Yesterday was National Equal Pay Day, a holiday created in 1996 by the National Committee on Pay Equity to raise awareness of gender pay disparities. In the United States, it is observed on the day of the year until which women would have to work to earn what their male counterparts earned in the preceding year. To honor the occasion, the New York Times published a primer on the pay gap. The piece notes that women who work full-time in the United States earn a median of 80 cents for every dollar paid to their male counterparts. Women of color fare far worse, with black women earning 61 cents, Native American women earning 58 cents, and Hispanic women earning 53 cents. On average, that pay gap costs American women $10,169 per year, or $403,440 over the course of a 40-year career. The article also shoots down several common myths, including that women choose to earn more by taking jobs in lower-paying fields, that maternity leave and education levels account for the disparity, and that they just don’t ask for raises. Based on the current pace of progress, the pay gap will not close until 2059.
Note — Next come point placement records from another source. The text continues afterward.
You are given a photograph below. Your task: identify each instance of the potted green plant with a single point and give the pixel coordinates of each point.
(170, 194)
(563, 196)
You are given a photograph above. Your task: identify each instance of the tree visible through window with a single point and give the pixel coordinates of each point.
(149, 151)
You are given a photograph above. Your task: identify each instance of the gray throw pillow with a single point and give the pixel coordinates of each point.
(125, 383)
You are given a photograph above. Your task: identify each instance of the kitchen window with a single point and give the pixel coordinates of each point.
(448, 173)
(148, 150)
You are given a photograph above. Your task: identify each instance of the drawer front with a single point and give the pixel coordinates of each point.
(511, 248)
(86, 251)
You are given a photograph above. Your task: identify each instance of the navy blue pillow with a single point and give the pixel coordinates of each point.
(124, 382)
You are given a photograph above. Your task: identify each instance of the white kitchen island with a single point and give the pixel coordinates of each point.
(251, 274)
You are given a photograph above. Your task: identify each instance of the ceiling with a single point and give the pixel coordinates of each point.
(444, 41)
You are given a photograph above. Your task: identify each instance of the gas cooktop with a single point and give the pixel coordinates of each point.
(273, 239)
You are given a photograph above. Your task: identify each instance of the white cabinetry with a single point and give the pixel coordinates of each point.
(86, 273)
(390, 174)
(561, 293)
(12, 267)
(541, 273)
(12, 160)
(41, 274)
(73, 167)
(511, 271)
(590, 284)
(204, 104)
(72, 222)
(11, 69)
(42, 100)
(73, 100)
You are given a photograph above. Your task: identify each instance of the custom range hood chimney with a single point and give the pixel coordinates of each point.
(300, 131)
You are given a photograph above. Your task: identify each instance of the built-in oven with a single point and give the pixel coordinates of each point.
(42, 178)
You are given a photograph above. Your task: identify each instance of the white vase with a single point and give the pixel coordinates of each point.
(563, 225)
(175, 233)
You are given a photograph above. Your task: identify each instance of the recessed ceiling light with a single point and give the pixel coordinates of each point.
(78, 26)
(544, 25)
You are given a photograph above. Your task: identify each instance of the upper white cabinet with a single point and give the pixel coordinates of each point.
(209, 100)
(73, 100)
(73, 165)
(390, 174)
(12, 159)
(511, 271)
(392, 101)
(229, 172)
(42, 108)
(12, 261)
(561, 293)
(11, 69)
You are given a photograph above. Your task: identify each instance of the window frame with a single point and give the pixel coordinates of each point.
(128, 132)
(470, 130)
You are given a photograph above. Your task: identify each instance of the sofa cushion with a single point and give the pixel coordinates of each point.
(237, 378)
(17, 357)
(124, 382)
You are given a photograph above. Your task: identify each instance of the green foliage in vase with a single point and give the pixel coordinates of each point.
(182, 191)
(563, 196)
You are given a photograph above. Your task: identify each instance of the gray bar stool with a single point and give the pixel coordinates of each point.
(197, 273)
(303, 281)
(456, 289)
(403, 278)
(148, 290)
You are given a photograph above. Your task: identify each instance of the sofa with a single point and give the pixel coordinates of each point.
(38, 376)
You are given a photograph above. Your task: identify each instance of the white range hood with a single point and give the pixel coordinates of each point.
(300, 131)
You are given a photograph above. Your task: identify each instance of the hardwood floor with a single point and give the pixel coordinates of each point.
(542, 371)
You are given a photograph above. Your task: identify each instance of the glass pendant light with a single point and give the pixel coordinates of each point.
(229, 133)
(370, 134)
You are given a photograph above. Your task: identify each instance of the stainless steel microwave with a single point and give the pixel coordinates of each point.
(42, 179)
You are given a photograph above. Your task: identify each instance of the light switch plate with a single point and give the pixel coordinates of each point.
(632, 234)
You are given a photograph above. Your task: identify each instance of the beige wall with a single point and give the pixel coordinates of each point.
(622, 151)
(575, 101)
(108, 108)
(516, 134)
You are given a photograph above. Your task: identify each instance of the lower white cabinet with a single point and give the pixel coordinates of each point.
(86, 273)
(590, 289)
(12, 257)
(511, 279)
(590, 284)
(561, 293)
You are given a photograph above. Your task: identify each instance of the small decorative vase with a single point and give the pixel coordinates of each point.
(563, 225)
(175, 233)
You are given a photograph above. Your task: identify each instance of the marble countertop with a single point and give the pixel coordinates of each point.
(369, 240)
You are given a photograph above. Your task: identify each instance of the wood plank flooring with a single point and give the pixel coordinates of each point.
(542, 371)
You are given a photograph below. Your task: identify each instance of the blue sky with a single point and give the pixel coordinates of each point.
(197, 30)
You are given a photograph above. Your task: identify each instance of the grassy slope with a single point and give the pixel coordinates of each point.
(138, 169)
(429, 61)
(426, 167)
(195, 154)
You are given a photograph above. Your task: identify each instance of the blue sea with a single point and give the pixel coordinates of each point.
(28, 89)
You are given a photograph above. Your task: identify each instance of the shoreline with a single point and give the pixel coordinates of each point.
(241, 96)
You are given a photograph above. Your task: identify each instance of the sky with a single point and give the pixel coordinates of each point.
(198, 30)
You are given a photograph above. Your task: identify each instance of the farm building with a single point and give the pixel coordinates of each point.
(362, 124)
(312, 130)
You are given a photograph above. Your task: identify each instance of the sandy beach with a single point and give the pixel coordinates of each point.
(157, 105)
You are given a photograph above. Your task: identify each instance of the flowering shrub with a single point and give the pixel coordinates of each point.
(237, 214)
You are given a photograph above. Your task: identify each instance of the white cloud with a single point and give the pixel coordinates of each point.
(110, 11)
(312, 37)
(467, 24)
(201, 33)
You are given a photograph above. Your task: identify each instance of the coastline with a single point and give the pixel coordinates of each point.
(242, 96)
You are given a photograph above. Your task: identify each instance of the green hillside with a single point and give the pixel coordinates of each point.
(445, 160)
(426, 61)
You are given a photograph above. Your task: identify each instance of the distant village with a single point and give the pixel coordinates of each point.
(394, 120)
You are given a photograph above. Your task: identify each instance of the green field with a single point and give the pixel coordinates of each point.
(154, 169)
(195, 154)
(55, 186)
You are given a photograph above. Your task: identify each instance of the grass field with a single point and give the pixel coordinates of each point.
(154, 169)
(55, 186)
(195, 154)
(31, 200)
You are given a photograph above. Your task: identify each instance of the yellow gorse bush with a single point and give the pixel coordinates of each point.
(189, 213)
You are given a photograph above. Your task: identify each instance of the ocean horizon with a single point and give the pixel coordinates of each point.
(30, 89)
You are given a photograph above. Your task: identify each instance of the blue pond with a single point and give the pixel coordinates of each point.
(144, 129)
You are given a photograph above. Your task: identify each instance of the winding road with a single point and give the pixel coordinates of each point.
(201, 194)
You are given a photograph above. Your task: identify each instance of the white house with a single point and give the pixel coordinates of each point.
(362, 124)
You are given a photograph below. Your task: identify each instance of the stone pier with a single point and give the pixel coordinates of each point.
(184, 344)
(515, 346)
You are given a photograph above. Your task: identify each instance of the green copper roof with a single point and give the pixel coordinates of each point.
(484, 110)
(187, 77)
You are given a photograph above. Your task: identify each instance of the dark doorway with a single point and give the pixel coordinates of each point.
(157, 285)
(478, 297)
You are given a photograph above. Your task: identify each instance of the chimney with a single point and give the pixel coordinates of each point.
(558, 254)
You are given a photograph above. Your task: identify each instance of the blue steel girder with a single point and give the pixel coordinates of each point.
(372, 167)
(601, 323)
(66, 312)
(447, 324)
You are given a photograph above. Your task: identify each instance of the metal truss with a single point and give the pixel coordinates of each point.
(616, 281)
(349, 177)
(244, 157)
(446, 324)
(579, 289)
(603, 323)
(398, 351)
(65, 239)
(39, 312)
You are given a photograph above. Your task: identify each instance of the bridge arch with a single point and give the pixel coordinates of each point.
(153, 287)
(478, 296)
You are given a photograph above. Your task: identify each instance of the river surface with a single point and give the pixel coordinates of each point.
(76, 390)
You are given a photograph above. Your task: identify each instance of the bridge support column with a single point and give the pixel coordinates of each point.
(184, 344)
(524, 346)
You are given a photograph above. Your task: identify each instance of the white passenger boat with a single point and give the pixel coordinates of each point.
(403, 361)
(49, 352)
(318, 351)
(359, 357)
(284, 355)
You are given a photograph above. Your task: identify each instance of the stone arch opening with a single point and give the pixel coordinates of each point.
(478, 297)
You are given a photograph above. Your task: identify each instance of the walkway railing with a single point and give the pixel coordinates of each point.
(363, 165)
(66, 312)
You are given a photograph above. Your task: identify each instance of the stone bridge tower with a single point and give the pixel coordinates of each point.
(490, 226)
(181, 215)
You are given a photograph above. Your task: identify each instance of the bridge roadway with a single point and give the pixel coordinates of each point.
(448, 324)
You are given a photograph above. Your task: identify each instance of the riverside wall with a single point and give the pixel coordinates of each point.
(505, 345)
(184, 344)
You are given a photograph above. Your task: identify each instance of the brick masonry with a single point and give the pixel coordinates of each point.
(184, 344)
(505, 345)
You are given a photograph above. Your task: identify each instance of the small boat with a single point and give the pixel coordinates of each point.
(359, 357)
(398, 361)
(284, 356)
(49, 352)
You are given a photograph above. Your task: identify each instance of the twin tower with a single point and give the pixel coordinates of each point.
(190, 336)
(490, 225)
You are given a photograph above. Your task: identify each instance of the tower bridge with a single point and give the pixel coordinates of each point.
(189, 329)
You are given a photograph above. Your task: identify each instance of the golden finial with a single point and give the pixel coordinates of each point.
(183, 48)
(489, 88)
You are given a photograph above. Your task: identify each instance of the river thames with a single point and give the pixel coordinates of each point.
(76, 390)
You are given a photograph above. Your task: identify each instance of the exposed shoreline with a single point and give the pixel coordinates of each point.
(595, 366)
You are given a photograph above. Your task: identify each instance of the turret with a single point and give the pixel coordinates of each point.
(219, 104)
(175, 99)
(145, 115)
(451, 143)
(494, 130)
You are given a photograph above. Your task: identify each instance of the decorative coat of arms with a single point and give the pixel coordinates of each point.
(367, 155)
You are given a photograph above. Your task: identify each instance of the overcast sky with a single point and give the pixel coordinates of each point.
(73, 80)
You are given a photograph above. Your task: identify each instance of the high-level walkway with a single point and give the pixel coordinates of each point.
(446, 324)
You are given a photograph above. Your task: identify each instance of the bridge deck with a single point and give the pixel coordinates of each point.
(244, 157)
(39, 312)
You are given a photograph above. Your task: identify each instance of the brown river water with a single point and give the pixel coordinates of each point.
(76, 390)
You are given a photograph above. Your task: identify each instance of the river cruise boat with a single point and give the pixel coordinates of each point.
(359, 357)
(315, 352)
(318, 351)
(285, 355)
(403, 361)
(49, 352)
Meanwhile, two employees at Walt Disney Studios filed a complaint in Los Angeles County Superior Court claiming that Disney discriminates against female workers by paying them less than male employees. Both plaintiffs have worked for Disney for over a decade. The plaintiffs are seeking back pay and lost benefits, but are also asking the court to order Disney to “remedy the effects of Disney’s past and present unlawful employment policies.” The proposed means of doing so include adjusting salaries and benefits and creating a task force dedicated to gender disparities. The plaintiffs’ lawyer, Lori E. Andrus, stated that “[w]omen are fed up with being treated as cheap labor” and hoped that the lawsuit would “shed some light on the pay discrimination that Disney is subjecting its hard-working female employees to.” Andrus also pointed to statistics indicating that male employees of Disney in the UK earn 22% more than their female counterparts. Disney denied the allegations.
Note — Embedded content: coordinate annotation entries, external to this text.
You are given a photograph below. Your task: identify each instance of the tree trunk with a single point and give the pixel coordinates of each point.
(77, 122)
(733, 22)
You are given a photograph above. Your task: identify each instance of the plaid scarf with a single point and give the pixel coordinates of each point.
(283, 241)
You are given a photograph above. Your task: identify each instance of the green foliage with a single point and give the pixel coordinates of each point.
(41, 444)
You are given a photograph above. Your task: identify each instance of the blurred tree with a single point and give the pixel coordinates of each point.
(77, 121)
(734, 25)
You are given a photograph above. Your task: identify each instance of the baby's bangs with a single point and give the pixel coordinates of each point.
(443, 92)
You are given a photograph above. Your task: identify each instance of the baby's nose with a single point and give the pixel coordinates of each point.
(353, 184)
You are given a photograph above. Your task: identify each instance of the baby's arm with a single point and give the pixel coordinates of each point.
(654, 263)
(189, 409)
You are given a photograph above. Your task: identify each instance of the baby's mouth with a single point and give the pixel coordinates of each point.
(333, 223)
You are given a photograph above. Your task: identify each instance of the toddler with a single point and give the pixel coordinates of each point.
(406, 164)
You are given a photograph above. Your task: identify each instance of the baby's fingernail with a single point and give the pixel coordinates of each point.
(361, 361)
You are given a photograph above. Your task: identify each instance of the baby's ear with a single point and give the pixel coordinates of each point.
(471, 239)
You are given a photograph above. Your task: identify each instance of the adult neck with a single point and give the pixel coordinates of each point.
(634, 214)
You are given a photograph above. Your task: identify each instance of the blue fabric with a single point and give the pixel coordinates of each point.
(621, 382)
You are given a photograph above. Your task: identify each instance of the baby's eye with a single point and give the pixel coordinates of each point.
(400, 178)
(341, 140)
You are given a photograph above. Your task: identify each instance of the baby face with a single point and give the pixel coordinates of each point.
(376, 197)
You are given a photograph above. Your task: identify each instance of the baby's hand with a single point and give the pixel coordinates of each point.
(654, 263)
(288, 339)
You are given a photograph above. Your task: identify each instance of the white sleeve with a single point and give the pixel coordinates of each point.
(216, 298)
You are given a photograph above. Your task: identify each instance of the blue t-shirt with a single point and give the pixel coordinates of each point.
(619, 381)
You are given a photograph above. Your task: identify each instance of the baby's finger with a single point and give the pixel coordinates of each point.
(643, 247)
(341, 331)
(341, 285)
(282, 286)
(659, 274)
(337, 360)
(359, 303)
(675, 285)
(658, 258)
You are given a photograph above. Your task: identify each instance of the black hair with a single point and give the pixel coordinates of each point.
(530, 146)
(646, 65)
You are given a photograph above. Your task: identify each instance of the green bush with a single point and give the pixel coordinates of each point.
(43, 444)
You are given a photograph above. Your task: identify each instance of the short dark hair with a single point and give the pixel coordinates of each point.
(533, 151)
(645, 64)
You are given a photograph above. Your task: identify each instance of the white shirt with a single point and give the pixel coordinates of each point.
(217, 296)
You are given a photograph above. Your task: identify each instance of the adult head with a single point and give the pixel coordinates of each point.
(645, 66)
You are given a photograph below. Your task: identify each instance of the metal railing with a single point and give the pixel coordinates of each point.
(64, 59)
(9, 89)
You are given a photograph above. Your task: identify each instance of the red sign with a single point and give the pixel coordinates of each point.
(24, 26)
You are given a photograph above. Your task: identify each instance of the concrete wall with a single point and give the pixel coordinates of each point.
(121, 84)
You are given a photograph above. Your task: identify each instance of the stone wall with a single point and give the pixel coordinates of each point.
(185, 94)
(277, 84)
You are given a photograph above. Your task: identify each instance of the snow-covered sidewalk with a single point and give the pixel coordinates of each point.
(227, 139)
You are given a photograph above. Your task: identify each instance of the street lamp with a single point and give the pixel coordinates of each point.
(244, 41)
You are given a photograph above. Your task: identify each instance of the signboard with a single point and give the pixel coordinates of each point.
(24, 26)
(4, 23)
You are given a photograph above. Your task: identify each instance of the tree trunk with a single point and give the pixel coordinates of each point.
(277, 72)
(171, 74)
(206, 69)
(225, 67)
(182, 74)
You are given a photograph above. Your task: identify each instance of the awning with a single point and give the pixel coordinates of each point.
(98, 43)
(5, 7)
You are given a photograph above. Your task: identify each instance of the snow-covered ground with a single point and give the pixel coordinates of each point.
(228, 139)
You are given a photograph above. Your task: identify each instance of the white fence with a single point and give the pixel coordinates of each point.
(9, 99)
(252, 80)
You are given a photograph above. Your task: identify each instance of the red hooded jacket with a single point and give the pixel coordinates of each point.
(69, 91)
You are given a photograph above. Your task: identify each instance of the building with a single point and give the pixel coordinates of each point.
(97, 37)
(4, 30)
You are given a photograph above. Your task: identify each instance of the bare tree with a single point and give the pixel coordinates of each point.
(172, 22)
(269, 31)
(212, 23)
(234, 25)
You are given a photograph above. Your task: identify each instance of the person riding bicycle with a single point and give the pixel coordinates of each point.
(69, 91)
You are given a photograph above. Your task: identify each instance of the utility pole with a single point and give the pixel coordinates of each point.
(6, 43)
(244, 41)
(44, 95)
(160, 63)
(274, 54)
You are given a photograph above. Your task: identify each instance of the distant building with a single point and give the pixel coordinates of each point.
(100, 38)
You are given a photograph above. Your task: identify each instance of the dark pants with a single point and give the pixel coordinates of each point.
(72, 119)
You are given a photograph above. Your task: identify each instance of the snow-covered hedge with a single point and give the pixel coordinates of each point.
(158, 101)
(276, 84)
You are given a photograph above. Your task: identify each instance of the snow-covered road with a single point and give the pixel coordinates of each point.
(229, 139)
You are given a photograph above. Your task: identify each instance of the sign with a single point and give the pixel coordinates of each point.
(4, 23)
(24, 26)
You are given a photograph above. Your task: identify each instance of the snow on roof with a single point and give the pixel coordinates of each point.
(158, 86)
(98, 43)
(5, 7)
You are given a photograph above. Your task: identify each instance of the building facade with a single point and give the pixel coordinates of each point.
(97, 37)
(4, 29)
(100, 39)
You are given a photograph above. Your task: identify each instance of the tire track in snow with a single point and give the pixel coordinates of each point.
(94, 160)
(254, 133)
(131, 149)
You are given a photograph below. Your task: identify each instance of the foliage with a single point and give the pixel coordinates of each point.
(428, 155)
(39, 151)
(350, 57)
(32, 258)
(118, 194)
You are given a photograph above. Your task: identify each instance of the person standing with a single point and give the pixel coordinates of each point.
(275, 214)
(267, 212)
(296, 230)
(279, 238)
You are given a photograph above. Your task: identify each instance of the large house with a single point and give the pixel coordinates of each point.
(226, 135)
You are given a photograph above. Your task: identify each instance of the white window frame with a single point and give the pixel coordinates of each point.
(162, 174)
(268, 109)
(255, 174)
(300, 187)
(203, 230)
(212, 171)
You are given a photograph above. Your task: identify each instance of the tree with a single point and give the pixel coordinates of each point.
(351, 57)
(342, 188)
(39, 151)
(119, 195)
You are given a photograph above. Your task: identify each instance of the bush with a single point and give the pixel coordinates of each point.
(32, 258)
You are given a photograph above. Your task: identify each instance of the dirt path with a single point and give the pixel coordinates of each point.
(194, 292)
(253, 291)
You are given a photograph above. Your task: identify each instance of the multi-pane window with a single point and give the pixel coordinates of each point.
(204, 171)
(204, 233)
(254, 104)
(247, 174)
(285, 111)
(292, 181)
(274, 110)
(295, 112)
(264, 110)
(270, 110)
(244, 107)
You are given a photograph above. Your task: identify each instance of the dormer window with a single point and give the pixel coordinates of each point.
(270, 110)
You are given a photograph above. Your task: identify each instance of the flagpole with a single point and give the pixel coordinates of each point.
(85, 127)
Google is attempting to close a gap of its own. Yesterday, the company announced that it will now require the staffing companies with which it works to pay its contracted workers at least $15 an hour and to provide them with health benefits. The rules also require staffing companies to give Google’s contractors 12 weeks of paid parental leave and $5,000 in tuition reimbursement per year. Google has been criticized for the massive disparity in pay between its full-time employees and contract workforce, which is estimated to number in the thousands.
New York City’s preschool and early childhood center workers are considering a strike as union leaders butt heads with city officials over teacher pay. Many of the workers are employed by community organizations offering free preschool and day-care under municipal contracts and claim that they earn less money than preschool teachers employed by the state’s Department of Education. The schools themselves, which serve over 40,000 children, claim that their contracts with the city do not provide enough funding to raise salaries. A spokesperson for the Department of Education indicated that city officials were open to negotiating with the workers’ union and reaffirmed the city’s commitment to its early educators. The strike is tentatively planned for the first week in May.
Finally, the Wall Street Journal hosted a debate over the effects of artificial intelligence on the global labor market. On one side, Carl Benedikt Frey argues that “the coming revolution in artificial intelligence is likely to destroy more jobs than it creates in the short run[,]” but is considerably more sanguine about the long-term benefits of the technology. On the other, Robert D. Atkinson contends that automation has not and will not lead to net job loss, and scoffs at the idea of a robot tax.